The HTTPoison response
The result returned from the parse_item/1 callback
The list of items that have been processed by the declared item pipelines.
The pipeline state, included for debugging purposes.

list_spiders()

Specs

list_spiders() :: [module()]

Returns a list of known modules which implements Crawly.Spider behaviour.

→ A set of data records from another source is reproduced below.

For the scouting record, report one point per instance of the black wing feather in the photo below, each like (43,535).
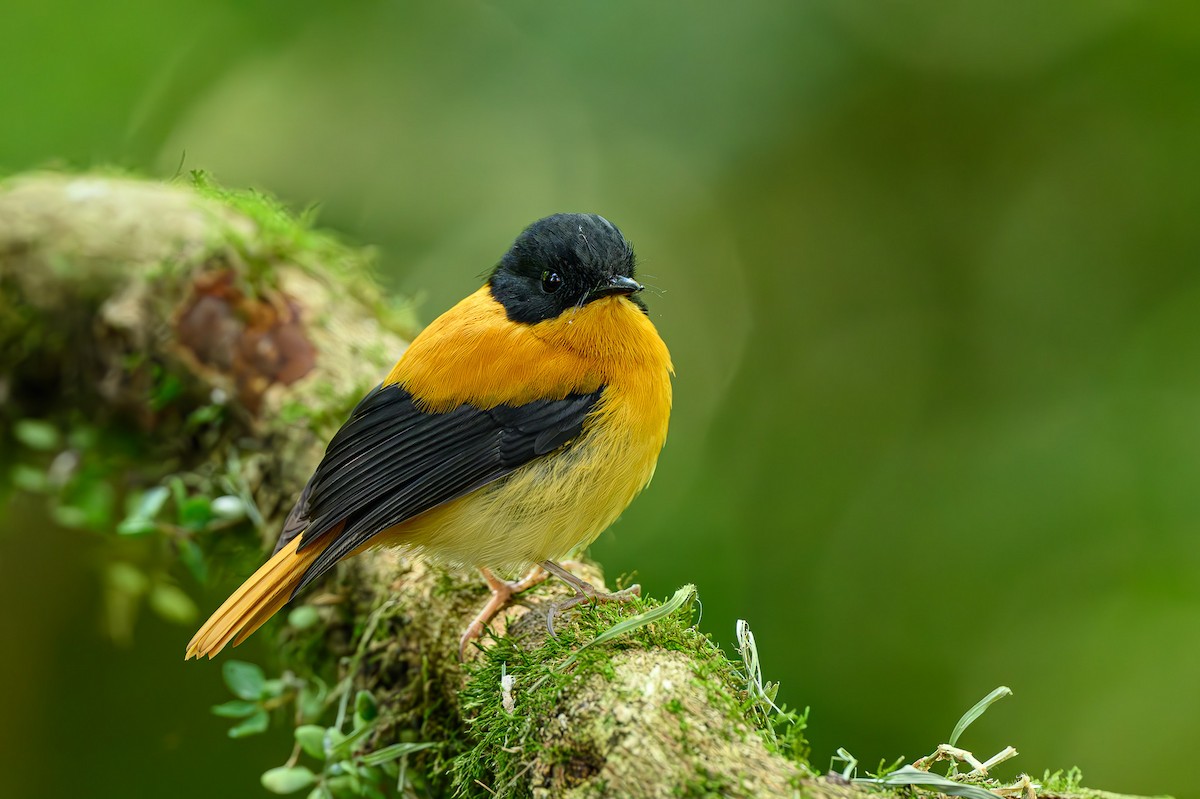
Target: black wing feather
(391,461)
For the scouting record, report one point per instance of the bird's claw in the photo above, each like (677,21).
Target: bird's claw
(587,593)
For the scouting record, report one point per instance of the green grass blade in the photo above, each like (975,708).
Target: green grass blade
(916,778)
(976,712)
(394,752)
(683,596)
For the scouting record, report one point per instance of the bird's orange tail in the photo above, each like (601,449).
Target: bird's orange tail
(258,599)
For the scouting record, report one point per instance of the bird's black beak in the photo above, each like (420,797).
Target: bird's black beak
(617,284)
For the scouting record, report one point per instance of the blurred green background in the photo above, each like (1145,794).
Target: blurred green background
(930,280)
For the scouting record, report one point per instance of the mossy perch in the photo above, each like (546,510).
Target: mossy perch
(109,283)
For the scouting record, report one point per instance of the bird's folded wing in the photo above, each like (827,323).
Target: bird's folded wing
(391,461)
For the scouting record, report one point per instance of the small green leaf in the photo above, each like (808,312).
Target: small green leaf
(288,779)
(394,752)
(345,746)
(365,709)
(312,740)
(682,598)
(204,415)
(149,503)
(173,605)
(304,617)
(252,726)
(96,499)
(196,512)
(234,709)
(37,434)
(229,508)
(246,680)
(916,778)
(979,708)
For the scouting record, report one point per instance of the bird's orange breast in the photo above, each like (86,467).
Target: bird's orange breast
(559,503)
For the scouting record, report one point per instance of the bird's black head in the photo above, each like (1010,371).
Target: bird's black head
(564,260)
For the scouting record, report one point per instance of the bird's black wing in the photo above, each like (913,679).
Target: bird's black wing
(391,461)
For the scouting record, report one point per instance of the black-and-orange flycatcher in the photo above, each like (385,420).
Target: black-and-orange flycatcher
(511,432)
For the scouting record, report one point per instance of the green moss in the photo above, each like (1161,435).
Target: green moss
(285,238)
(503,746)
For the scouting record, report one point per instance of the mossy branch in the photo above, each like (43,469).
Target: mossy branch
(138,305)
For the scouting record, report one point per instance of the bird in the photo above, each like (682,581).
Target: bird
(513,431)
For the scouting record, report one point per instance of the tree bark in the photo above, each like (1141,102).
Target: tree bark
(108,283)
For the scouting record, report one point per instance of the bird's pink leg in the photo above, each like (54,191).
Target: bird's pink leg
(502,595)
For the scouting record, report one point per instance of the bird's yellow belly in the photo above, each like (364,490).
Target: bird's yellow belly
(546,510)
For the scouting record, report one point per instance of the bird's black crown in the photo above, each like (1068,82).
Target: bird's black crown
(561,262)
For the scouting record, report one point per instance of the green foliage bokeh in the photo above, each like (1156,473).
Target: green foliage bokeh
(929,275)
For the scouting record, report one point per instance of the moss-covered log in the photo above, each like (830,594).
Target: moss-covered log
(227,332)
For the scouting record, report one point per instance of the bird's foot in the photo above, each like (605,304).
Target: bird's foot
(585,592)
(502,596)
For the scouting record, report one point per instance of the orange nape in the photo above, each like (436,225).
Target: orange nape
(258,599)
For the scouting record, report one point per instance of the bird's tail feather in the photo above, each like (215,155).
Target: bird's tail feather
(258,599)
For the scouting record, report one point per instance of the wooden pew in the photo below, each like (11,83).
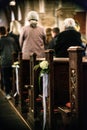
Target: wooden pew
(73,89)
(57,88)
(21,99)
(78,87)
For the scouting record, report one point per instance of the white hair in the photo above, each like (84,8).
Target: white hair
(69,22)
(33,15)
(15,27)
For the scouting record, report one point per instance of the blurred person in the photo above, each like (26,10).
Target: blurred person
(55,31)
(14,31)
(32,37)
(68,37)
(7,48)
(48,37)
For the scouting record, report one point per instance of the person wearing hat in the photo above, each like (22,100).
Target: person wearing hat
(69,37)
(32,37)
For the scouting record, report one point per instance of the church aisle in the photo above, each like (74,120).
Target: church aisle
(9,118)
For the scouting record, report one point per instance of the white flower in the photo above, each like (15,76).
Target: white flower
(44,64)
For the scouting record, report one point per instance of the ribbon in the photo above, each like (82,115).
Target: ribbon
(45,94)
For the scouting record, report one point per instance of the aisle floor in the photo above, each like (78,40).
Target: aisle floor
(9,118)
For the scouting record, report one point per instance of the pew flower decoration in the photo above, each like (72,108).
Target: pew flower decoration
(15,64)
(44,66)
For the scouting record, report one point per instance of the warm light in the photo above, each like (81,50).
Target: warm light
(12,3)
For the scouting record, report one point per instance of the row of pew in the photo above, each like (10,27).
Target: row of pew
(66,105)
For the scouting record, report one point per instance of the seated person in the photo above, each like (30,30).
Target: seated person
(67,38)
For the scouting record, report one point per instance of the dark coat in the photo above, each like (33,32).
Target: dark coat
(66,39)
(7,48)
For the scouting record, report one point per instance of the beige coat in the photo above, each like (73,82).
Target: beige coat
(32,41)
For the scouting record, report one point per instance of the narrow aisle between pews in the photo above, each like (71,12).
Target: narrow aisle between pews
(9,118)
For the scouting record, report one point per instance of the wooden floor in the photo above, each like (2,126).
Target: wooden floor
(10,118)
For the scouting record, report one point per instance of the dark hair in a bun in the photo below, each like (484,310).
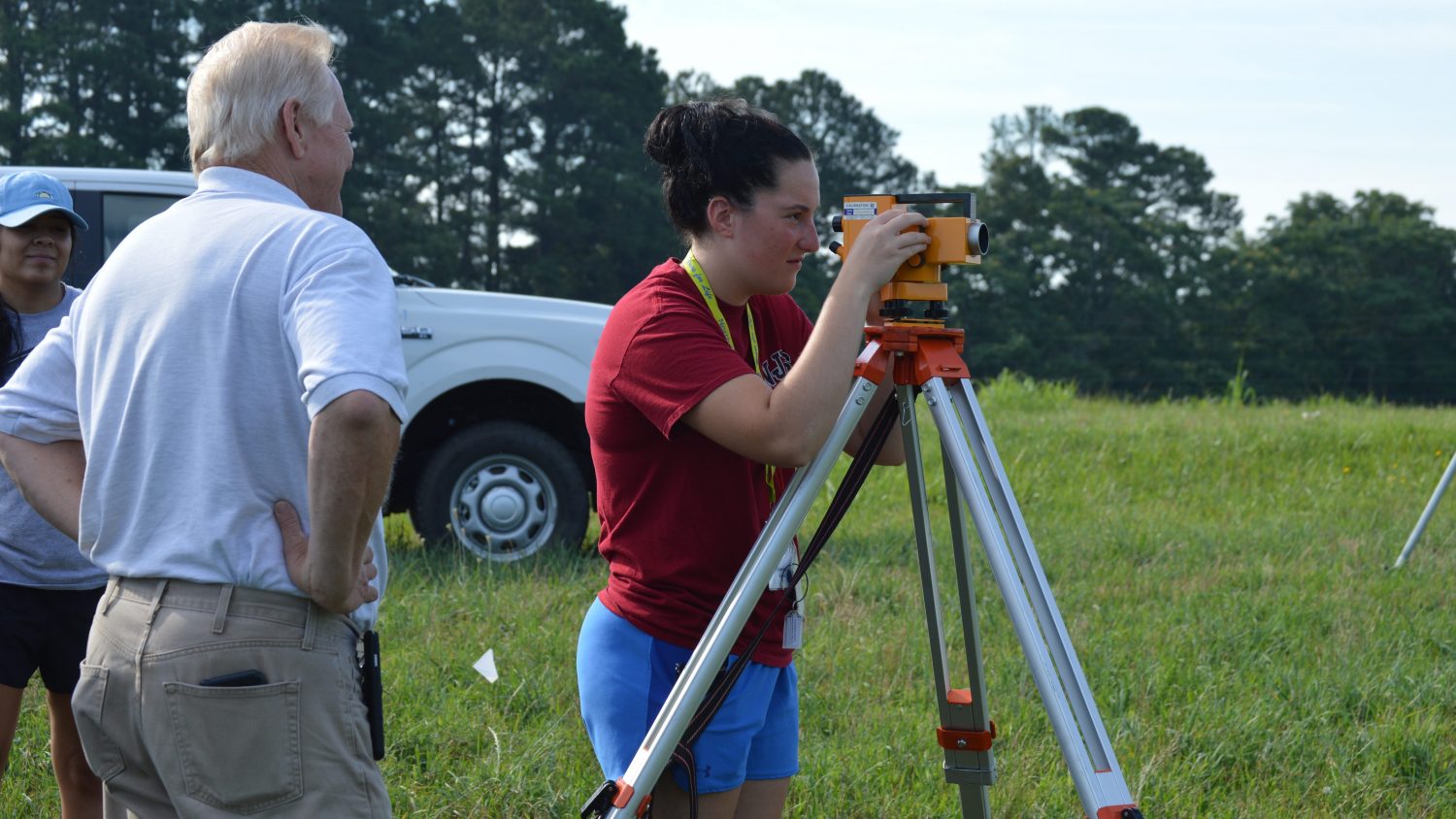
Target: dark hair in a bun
(716,148)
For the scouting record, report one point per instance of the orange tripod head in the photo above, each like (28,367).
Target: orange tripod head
(916,294)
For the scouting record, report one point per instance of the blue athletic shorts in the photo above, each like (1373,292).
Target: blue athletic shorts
(623,676)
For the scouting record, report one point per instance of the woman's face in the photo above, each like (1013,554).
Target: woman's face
(37,252)
(778,232)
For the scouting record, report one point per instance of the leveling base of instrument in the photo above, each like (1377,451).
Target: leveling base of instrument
(916,361)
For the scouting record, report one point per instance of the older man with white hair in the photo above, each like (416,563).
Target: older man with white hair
(215,423)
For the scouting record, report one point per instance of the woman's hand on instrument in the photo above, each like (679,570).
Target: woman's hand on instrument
(882,246)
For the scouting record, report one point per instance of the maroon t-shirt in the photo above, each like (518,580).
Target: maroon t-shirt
(678,512)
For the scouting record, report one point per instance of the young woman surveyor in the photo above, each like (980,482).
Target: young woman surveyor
(710,386)
(49,589)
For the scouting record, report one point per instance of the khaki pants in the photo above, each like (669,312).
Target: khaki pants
(165,745)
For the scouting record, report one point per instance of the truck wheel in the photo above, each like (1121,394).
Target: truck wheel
(504,489)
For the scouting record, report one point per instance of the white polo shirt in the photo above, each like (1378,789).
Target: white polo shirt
(191,370)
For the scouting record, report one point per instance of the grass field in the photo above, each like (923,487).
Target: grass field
(1223,572)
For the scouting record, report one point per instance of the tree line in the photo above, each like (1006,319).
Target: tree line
(498,147)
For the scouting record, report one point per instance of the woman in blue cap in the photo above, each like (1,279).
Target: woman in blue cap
(49,589)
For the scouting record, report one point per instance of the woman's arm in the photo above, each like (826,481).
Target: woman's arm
(50,477)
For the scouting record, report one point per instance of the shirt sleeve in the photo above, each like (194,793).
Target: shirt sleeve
(341,319)
(676,360)
(38,404)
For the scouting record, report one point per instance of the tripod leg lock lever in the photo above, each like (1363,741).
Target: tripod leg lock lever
(612,795)
(955,739)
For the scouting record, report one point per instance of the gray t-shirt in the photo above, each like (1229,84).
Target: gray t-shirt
(34,553)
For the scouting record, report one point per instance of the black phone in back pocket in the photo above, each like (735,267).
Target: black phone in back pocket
(236,679)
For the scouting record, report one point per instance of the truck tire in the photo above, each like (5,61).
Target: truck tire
(504,490)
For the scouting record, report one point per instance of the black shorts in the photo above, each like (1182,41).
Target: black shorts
(44,629)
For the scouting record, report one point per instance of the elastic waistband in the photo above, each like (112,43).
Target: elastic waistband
(229,601)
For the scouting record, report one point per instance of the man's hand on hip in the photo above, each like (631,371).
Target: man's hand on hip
(296,556)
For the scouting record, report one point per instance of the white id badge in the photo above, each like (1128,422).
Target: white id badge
(780,576)
(794,629)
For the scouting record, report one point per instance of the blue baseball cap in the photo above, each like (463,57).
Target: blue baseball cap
(28,194)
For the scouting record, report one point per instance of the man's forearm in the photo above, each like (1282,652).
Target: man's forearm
(50,477)
(351,449)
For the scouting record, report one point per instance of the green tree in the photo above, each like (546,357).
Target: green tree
(1351,299)
(92,82)
(1101,245)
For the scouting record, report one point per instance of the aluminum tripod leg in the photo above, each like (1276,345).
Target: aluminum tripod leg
(1426,515)
(733,614)
(967,769)
(967,446)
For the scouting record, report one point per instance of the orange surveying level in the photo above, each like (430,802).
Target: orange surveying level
(954,241)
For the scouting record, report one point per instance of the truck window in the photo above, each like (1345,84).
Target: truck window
(124,212)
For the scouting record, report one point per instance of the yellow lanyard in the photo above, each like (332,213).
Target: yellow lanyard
(695,273)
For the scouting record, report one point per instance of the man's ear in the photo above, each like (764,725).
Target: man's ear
(290,118)
(721,217)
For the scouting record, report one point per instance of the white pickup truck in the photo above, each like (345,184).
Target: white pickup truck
(495,448)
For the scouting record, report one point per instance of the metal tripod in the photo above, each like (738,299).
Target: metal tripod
(919,358)
(1426,515)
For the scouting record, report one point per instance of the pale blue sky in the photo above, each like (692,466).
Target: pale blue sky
(1281,98)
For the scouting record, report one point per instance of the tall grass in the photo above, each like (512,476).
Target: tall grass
(1222,571)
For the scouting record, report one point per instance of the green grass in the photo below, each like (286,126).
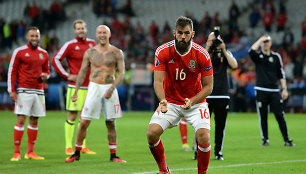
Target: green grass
(242,150)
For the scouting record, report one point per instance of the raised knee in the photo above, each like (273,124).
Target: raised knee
(203,136)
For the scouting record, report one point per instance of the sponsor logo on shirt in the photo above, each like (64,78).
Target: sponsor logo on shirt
(191,64)
(271,59)
(207,68)
(171,61)
(156,62)
(41,56)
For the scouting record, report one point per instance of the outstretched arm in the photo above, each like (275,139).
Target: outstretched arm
(256,45)
(121,71)
(159,90)
(81,75)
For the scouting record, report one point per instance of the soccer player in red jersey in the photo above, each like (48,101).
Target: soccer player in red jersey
(73,51)
(183,78)
(29,67)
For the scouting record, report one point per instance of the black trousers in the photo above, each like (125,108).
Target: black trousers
(274,100)
(220,107)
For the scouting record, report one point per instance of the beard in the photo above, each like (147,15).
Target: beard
(33,46)
(182,46)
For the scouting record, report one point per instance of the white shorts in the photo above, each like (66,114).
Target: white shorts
(95,102)
(197,116)
(30,105)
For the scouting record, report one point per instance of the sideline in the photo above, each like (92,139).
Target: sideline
(226,166)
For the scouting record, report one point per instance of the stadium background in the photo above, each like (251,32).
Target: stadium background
(139,26)
(133,32)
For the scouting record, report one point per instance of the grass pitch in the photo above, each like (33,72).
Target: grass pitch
(242,149)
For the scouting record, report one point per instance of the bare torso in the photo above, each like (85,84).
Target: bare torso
(103,64)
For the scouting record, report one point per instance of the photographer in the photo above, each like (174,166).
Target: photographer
(269,73)
(218,101)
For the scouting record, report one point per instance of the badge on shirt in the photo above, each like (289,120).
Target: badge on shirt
(156,62)
(41,56)
(192,65)
(271,59)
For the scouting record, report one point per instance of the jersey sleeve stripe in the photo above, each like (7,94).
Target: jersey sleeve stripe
(166,45)
(281,64)
(40,49)
(202,50)
(9,74)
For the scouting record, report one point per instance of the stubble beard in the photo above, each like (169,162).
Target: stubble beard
(182,46)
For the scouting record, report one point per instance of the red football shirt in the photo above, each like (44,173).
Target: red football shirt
(26,66)
(73,51)
(182,72)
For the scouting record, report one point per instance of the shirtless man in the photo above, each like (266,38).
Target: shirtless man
(103,60)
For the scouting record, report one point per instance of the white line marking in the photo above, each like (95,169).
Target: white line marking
(226,166)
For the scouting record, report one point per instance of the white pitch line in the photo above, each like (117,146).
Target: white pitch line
(226,166)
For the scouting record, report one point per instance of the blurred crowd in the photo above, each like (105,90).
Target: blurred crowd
(139,42)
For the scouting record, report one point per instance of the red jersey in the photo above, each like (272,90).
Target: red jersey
(26,66)
(182,72)
(73,51)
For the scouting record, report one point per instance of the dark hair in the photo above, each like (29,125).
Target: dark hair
(183,21)
(78,21)
(31,28)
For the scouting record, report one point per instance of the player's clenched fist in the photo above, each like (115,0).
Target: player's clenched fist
(162,106)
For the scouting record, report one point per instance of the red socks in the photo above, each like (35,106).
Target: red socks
(32,137)
(203,157)
(112,147)
(158,152)
(183,130)
(18,133)
(78,146)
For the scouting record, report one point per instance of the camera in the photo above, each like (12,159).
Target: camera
(216,42)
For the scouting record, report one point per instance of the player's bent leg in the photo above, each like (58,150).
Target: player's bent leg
(204,150)
(156,146)
(85,149)
(69,131)
(32,137)
(18,134)
(79,142)
(112,140)
(184,132)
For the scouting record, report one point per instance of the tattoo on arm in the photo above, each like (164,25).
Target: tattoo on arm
(96,74)
(108,79)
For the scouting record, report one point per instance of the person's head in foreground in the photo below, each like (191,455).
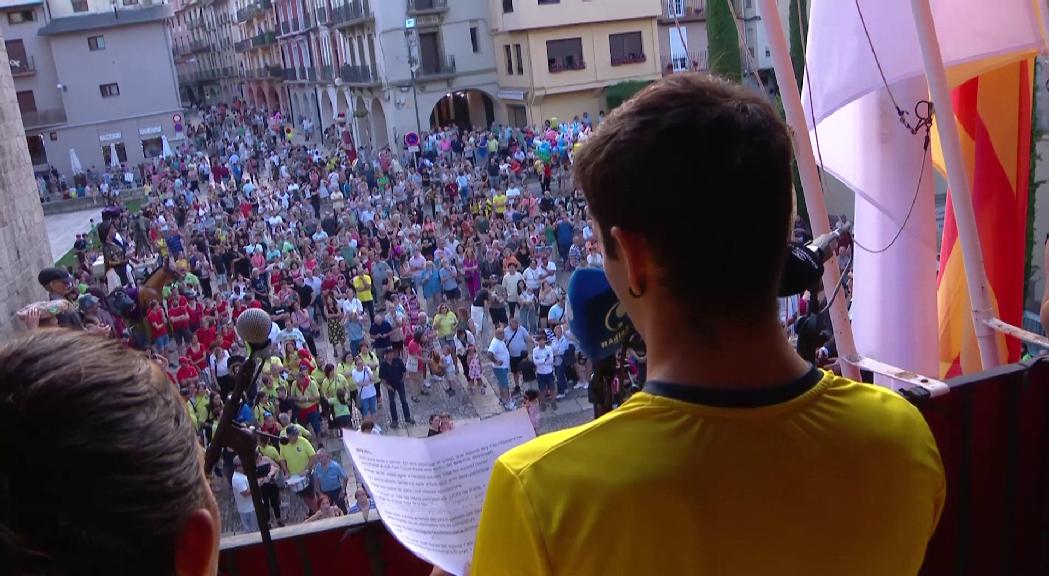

Should not be used for spider management. Use functions defined in Crawly.Engine for that.

load_spiders()

Specs

load_spiders() :: :ok

Loads spiders from a given directory and the simple storage

parse(response, spider)

Specs

parse(response, spider) :: {:ok, result}
when response: Crawly.Response.t(),
     spider: atom(),
     result: Crawly.ParsedItem.t()

Parses a given response with a given spider. Allows to quickly see the outcome of the given :parse_item implementation.